What is Presenteeism? And how is it harming my business?

ACAS defines Presenteeism (or sickness presence) as staff becoming “increasingly reluctant to take time off for illness” and ultimately “turning up for work when unwell [which] may also be affecting productivity”.

People coming to work despite illness or workplace stress has tripled according to a report produced by the CIPD and Simplyhealth. The report surveys over 1000 HR professionals and is the 18th annual survey report by CIPD/Simplyhealth designed to examine trends in absence, health and well-being in the workplace.

86% of respondents claimed to have observed presenteeism in their place of work in the past year, whereas in 2016 it was 72% and only 26% in 2010. Despite these figures very few organisations have attempted to deter unhealthy workplace practices. Only 25% of respondents felt that their business had made an effort to deter presenteeism in the past year.

Staff related presenteeism is still one of the top causes of future long-term sickness absence in employees according to the report. Only one in ten of employers said to be taking action view these issues as a priority and perhaps more shockingly only 58% say their place of work is meeting the basic legal requirements for reducing workplace stress.

Similarly, Leavism is another term being used to describe unhealthy work practices, in this case, a staff member using their own annual leave to work. According to the survey, 69% felt that leavism had occurred in their organisation over the last year and only 27% of those who had experienced leavism occur, believe that their organisation is dealing with it.

With this report being released only weeks before 2018 Mental Health Awareness Week, it is imperative as an employer that you ensure you are following the best practice on reducing workplace stress. CIPD defines the four legal principles of reducing stress as an employer as:

  • Your duty to identify significant and foreseeable risks to employee health
  • Your duty to prevent harm to employee health that is foreseeable and caused by work
  • Your duty to consider any physical or mental impairment that has a substantial or long-term effect on their ability to work
  • Your duty to consult with employees on health and safety matters.

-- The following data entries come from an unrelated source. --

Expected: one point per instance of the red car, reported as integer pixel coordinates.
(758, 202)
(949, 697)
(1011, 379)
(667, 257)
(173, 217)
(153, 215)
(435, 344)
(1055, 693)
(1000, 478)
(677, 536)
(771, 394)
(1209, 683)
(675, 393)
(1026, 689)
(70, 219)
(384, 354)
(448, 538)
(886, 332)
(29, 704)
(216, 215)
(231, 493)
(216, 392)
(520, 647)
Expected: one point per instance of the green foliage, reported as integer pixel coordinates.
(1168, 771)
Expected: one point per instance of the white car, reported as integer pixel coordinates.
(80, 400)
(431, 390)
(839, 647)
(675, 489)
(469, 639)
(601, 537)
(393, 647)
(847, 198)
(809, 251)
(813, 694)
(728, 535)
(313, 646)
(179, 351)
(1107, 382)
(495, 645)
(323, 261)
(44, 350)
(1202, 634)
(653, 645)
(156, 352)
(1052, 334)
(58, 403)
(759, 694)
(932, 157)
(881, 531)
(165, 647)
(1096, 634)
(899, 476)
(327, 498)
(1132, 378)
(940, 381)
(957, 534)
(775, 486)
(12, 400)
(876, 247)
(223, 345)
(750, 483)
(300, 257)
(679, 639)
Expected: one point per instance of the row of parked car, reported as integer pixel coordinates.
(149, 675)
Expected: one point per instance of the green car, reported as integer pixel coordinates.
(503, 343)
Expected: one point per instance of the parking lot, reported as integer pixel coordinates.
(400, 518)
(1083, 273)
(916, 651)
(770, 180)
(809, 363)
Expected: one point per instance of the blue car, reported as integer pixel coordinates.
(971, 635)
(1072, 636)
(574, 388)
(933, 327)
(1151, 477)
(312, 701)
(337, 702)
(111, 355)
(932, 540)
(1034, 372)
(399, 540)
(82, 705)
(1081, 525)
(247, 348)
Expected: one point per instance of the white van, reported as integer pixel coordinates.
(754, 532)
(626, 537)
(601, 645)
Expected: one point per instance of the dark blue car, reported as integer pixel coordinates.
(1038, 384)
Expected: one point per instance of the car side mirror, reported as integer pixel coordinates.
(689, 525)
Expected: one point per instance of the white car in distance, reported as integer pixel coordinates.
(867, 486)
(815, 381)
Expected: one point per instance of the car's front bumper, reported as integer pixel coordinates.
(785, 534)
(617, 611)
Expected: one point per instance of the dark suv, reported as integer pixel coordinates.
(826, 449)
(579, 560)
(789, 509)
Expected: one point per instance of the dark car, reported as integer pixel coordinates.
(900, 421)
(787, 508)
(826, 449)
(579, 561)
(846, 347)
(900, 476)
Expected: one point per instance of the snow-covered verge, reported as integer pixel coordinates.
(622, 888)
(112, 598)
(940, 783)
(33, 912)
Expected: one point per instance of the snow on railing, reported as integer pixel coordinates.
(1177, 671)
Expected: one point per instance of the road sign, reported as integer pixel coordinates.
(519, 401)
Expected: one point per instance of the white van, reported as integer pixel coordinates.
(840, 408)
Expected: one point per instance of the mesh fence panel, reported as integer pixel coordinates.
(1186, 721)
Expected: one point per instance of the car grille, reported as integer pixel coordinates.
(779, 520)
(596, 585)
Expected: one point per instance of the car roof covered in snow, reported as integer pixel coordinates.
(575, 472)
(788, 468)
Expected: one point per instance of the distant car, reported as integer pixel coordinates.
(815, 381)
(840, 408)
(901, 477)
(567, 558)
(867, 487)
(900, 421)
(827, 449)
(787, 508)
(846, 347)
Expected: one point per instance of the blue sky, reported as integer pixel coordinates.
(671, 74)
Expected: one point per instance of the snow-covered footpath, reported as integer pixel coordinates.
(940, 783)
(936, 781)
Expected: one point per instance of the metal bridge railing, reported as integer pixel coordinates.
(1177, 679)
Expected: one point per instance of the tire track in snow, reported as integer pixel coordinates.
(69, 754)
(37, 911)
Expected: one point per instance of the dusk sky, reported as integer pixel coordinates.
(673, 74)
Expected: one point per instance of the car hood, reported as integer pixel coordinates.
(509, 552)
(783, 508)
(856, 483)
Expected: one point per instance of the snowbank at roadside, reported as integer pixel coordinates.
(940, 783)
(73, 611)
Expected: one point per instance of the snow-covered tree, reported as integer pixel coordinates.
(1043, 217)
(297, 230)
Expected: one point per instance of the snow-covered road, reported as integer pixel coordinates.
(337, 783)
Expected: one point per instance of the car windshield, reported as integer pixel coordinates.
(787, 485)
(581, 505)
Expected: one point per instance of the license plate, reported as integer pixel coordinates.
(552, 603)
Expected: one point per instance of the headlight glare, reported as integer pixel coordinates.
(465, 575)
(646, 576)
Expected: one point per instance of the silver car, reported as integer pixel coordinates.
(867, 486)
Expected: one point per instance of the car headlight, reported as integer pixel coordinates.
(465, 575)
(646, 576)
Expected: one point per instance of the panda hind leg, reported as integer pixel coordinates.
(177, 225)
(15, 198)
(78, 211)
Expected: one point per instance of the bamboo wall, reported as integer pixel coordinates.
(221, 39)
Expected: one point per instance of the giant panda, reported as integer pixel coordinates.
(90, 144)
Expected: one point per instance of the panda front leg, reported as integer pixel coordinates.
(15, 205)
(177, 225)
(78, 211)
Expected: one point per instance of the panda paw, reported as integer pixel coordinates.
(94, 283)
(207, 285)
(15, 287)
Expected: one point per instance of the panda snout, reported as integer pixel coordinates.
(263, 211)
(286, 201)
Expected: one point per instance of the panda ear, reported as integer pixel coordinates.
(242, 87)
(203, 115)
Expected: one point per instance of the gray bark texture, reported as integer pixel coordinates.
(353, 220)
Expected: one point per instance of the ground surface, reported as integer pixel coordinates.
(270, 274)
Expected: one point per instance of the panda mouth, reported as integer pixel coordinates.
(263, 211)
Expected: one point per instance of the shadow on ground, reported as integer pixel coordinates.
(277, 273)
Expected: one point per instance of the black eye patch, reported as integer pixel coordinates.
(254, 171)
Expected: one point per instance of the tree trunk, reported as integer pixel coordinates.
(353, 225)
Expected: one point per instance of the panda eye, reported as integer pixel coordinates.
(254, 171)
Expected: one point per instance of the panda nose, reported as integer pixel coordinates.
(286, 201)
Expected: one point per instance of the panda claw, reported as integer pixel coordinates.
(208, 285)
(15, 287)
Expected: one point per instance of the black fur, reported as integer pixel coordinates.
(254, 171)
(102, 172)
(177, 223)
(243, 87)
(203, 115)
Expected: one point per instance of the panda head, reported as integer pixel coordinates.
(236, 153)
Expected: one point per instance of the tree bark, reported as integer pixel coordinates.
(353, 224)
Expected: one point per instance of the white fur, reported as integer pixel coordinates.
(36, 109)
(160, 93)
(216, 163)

It’s worth mentioning one significant finding in the report that is primarily positive, and that is how technological advances in the workplace seem to be having a positive impact on employee well-being as opposed to a negative one.

Considering the concern surrounding certain job roles becoming automated by machines in the past few years, it’s interesting to find that the majority of those surveyed believe workplace technological advancement is generally a good thing. However, approximately 9/10 employees believe that as a result of technology more employees are less inclined to ‘switch off’ and therefore having an effect on well-being.